The latest appointment of CASs was on February 17, when the President appointed eight new CASs and reshuffled six CASs.

Some beneficiaries of the now unconstitutional office include Health CAS Mercy Mwangangi, former Nairobi County Assembly Speaker Beatrice Elachi, David Osiany, Eric Simiyu, Simon Kachapin, Zach Kinuthia, Jackson Musyoka, Prof Japheth Micheni, Zachary Ayieko and Noor Hassan.

Others include former MPs Patrick Ntutu, Rachel Shebesh, Gideon Mung’aro, Alex Mwiru, Linah Chebii, Ken Obura, former Governor Hussein Dado and Winnie Guchu among others.

The position was also claimed to be used to empower the youth.

In 2019, MPs were up in arms over Uhuru’s illegal appointments which split the National Assembly, claiming there was an overlap in the roles between the Cabinet Secretaries (CS), Principal Secretaries (PS) and CASs.

The matter was raised by Kimilili MP Didmus Barasa after he rejected a response from the Health Ministry by CAS Rashid Aman claiming he was not the right person to respond on the matter.

A number of MPs concurred with Didmus, registering their frustration that it was hard to question CASs on issues concerning their respective ministries since they could not be held to account for their decisions because their roles were not defined in the Constitution.

Former Majority leader Aden Duale did not come out strongly saying he was opting to wait for instructions from the Speaker on what he was to do in the situation. Instead, Duale said the CASs were doing a good job but whether they were going to appear before the parliamentary committee was a prerogative of the Speaker.

Minority leader John Mbadi also faulted creation of the office, which he termed unconstitutional though it was too late to remedy the situation. He said the president’s move was wrong but then it presented a challenge on how to address the situation.

“The horse has bolted and I don’t know how we are going to help it,” said Mbadi.

Kajiado South MP Katole Metito, who is also the defence committee chairperson, disagreed with members then, saying he had no problem with CASs sanctioned presence in chambers arguing that his only concern was subsequent questions on matters raised.
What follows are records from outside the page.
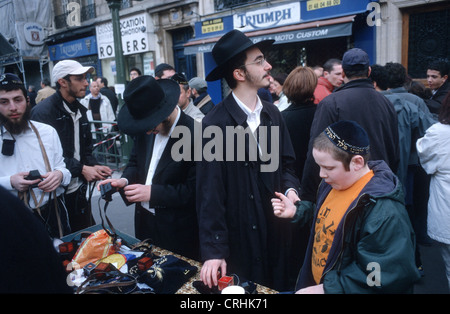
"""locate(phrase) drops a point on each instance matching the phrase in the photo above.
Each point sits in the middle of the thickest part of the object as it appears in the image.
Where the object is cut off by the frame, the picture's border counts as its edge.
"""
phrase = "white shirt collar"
(253, 117)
But he agreed with colleagues that the CASs were limited when it came to providing intimate information or making decisions. The then-National Assembly Majority leader stated that the CASs had statements signed by their respective CSs sanctioning their presence before the parliamentary committees, and should therefore be allowed to act on behalf of the ministers.

National Assembly Speaker Justin Muturi was to pronounce himself on the matter. Just like the National Assembly, the Senate has also had its fair share of trouble with the CASs, sometimes chasing them away and demanding the presence of the CS.